Мои гости интересуются тем, как живется в Эстонии, что там строится, как там едят, сколько зарабатывают и как одеваются. Правда ли, что сто тысяч эстонских юношей и девушек увезли на целинные земли? Нет, неправда. Правда ли, что в эстонских школах разрешают говорить по-эстонски? Конечно! И другие подобные вопросы. Вся их информация почерпнута из выходящих в Швеции и в Америке эмигрантских газеток, к которым, надо сказать, относятся что ни год все с большим скепсисом и недоверием. Вспоминается, что не то в "Вялис-Ээсти", не то в "Театая" Рея [1] мне в свое время попалась такая рубрика: "Что плохого сообщают с родины". Этого плохого там преподносится столько, с таким отсутствием логики, с такими противоречиями собственным сообщениям, с такой истерической злобой, что каждый человек со здравым рассудком считает все эти сведения лишь тем, чем они в действительности и являются: враньем безродных, бессовестных, продажных писак, лишенных корней. Преимущественно так относятся к этому и мои гости, хотя в их душе и оставил какой-то осадок этот мутный и мелкий поток лжи, изливавшейся на них годами. Любят ли они коммунистов? Нет. По душе ли им социалистический строй, колхозы, национализация предприятий и рудников? Не думаю, хотя в буржуазное время они и были рабочими, не имевшими ни фабрик, ни шахт, ни доходных домов. Но наверняка у них была мечта о своем доме, может быть, о своем хуторе, о своем счете в банке. Имея весьма смутное представление о советском строе, они и поныне видят в нем строй, который лишил их того, чего они не имели.

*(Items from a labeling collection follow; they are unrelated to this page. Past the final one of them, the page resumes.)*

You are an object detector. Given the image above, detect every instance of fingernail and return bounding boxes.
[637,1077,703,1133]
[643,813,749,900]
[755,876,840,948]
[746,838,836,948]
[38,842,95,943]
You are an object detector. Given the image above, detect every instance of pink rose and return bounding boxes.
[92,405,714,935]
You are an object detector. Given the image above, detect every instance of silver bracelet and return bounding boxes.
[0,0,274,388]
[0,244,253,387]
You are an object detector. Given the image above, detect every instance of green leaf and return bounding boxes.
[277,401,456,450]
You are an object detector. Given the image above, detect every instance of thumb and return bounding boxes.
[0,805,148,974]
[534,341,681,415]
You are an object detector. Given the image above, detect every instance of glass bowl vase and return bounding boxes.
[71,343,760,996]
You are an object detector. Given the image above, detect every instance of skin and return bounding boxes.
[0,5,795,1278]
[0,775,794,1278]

1 "Вялис-Ээсти" ("Зарубежная Эстония"), "Театая" ("Вестник") эстонские эмигрантские газеты. А. Рей - политический деятель буржуазной Эстонии, бежавший за границу.

Расставание у нас немного грустное. Они рассказывают мне о стиральной машине, купленной в рассрочку, о холодильнике, купленном в рассрочку, и о машине, которую они пока лишь собираются купить в многолетнюю рассрочку. Но они, кажется, и сами не убеждены в том, что эта столь характеризующая здешних эмигрантов "святая троица", которой тут весьма часто козыряют с какой-то наивной убежденностью и отчасти с похвальбой, способна заменить эстонский снег. Я спросил мужа:

- Значит, у вас все есть? Чего же вам не хватает?

- Таллина. И стопки водки.

Родина - непереводимое слово. Содержание его слишком велико. Мой гость выразил его с помощью двух понятий. И, дружески расставшись с ним, я подумал, что Таллин и стопка водки - не такое уже неудачное определение.